没有合适的资源?快使用搜索试试~ 我知道了~
资源推荐
资源详情
资源评论
Tools and Benchmarks for Automated Log Parsing
自动日志解析的工具和基准
Abstract—Logs are imperative in the development and maintenance process of many
software systems. They record detailed runtime information that allows developers and
support engineers to monitor their systems and dissect anomalous behaviors and errors.

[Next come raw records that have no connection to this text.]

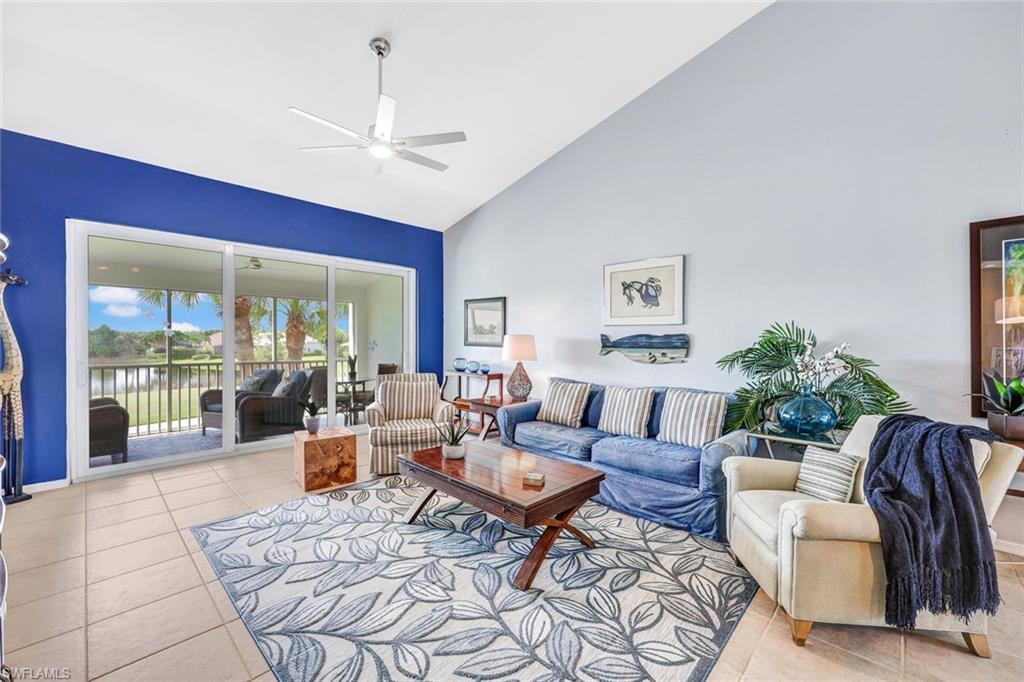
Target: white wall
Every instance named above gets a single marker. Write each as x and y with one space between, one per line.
820 164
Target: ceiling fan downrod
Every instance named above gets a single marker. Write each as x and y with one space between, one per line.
381 48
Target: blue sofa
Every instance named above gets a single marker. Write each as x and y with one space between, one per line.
677 485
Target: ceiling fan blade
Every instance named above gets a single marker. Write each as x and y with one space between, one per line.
330 124
332 147
385 117
418 159
428 140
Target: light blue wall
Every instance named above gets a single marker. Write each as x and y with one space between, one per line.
43 182
819 164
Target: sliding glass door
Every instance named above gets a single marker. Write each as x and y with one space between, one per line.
370 336
280 344
184 347
154 339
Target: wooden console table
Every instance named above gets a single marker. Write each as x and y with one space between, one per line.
464 402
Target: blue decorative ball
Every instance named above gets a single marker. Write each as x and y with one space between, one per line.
807 415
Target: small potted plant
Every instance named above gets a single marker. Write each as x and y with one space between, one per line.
452 433
1005 405
311 420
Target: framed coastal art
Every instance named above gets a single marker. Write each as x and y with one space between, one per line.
644 292
483 322
996 302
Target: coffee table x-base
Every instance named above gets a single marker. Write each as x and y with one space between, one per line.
489 477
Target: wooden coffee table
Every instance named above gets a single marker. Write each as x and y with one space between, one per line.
491 477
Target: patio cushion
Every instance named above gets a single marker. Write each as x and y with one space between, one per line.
558 438
282 389
646 457
298 379
261 381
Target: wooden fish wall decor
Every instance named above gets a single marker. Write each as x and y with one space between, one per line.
649 348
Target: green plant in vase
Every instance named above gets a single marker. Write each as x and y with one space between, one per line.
1004 405
452 434
781 366
311 420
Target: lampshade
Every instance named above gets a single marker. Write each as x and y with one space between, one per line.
518 347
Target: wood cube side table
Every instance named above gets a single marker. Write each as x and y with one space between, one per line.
325 460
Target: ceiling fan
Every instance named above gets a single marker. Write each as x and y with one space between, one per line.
379 140
253 264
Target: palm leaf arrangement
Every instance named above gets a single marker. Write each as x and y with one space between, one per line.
1001 396
782 359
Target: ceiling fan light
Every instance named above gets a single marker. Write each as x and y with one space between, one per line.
380 148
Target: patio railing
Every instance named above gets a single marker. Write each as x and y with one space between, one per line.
162 397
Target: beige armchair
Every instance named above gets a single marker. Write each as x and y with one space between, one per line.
401 421
821 561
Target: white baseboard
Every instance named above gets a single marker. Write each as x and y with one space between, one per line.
32 488
1009 547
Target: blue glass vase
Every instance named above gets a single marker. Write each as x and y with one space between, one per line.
807 415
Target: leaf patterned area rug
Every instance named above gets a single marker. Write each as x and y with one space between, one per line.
335 587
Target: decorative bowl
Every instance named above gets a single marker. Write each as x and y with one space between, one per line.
454 452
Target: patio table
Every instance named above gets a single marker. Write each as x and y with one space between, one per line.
349 385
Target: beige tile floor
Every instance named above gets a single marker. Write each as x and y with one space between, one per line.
108 582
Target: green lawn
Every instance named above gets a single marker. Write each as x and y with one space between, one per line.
152 407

The increasing scale and complexity of modern software systems, however, make the
volume of logs explodes. In many cases, the traditional way of manual log inspection
becomes impractical. Many recent studies, as well as industrial tools, resort to powerful
text search and machine learning-based analytics solutions. Due to the unstructured nature
of logs, a first crucial step is to parse log messages into structured data for subsequent
analysis. In recent years, automated log parsing has been widely studied in both academia
and industry, producing a series of log parsers by different techniques. To better understand
the characteristics of these log parsers, in this paper, we present a comprehensive
evaluation study on automated log parsing and further release the tools and benchmarks
for easy reuse. More specifically, we evaluate 13 log parsers on a total of 16 log datasets
spanning distributed systems, supercomputers, operating systems, mobile systems, server
applications, and standalone software. We report the benchmarking results in terms of
accuracy, robustness, and efficiency, which are of practical importance when deploying
automated log parsing in production. We also share the success stories and lessons learned
in an industrial application at Huawei. We believe that our work could serve as the basis
and provide valuable guidance to future research and deployment of automated log parsing.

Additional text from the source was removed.